Bug: gum-js-loop (21): EXC_BAD_ACCESS

[KittyNighthawk]

Hiya Ole!

It would seem I have encountered a bug in frida-gum which is preventing the creation of a tool for assessing iOS/iPadOS applications. This was encountered when I was trying to inject some JavaScript into a UIWebView and WKWebView via their methods:

• UIWebView.stringByEvaluatingJavaScriptFromString(_:)
• WKWebView.evaluateJavaScript(_:completionHandler)

Below is the crash report generated when Xcode was attached to the application's process.

And the (snipped) log generated by Frida when the crash happens:

[iPhone::com.[REDACTED].WheresMyBrowser]-> var webview = new ObjC.Object(ptr('[WEBVIEW-ADDRESS]');
[iPhone::com.[REDACTED].WheresMyBrowser]-> webview.stringByEvaluatingJavaScriptFromString_('document.body.innerHTML += "<marquee>Testing JS</marquee>";');
Process crashed: Trace/BPT trap

***
Incident Identifier: F7773B62-DEB1-400E-954D-27722F7AC3A8
CrashReporter Key:   3456850ad33e979fed377460dab4753b65856181
Hardware Model:      iPhone7,2
Process:             WheresMyBrowser [4841]
Path:                /private/var/containers/Bundle/Application/[APP-GUID]/WheresMyBrowser.app/WheresMyBrowser
Identifier:          com.[REDACTED].WheresMyBrowser
Version:             2 (1.1)
Code Type:           ARM-64 (Native)
Role:                Non UI
Parent Process:      launchd [1]
Coalition:           com.[REDACTED].WheresMyBrowser [871]


Date/Time:           2020-05-07 12:08:05.8159 +0100
Launch Time:         2020-05-07 12:06:59.5476 +0100
OS Version:          iPhone OS 12.4.2 (16G114)
Baseband Version:    7.80.04
Report Version:      104

Exception Type:  EXC_BREAKPOINT (SIGTRAP)
Exception Codes: 0x0000000000000001, 0x000000020ab676c0
Termination Signal: Trace/BPT trap: 5
Termination Reason: Namespace SIGNAL, Code 0x5
Terminating Process: exc handler [4841]
Triggered by Thread:  5

[snipped]

Full crash report is in the text file below:

FridaCrashReport.txt

To trigger this crash, I did the following:

1. Get an object at the WebViews address (var webview = new ObjC.Object(ptr('[WEBVIEW-ADDRESS]'));)
2. Next, try to inject some JavaScript into the loaded WebView using the two methods mentioned above, UIWebView here for ease (webview.stringByEvaluatingJavaScriptFromString_('document.body.innerHTML += "<marquee>Testing JS Injection</marquee>";');

Upon submitting step 2, the application crashes and reports what's at the top of this ticket.

The expected outcome was that a marquee would be added to the bottom of the loaded page.
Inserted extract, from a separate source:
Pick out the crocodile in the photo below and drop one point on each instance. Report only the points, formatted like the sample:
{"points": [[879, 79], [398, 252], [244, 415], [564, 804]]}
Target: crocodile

When testing the JavaScript via Safari Web Inspector attached to the WebView, all works as expected.

Can provide any extra information to help debug this bug for you.

As always, so many thanks for creating and maintaining Frida!

[oleavr]

(Sorry for the delay here, I'm terrible at context-switching.)

Did you try ensuring that the code is run on the main thread? E.g.:

ObjC.schedule(ObjC.mainQueue, function () {
  webview.stringByEvaluatingJavaScriptFromString_('document.body.innerHTML += "<marquee>Testing JS Injection</marquee>";');
});

UIKit-based APIs typically require methods to be invoked on the main thread. The ObjC.Object can still be constructed from the JS thread, though, as that won't invoke any methods on the particular class.

[oleavr]

Another gotcha: If you use Objective-C APIs from a thread that doesn't have an NSAutoreleasePool this may also result in bad things happening. So for example if you're using such APIs from Frida's JS thread, you should do:

var NSAutoreleasePool = ObjC.classes.NSAutoreleasePool;

var pool = NSAutoreleasePool.alloc().init();
try {
  /* Call Objective-C methods here. */
} finally {
  pool.release();
}

Note that ObjC.schedule() does this for you, so this is only needed if you're running on Frida's JS thread, or an application thread that doesn't have any pool. (E.g. if you're using Objective-C APIs from Interceptor callbacks.)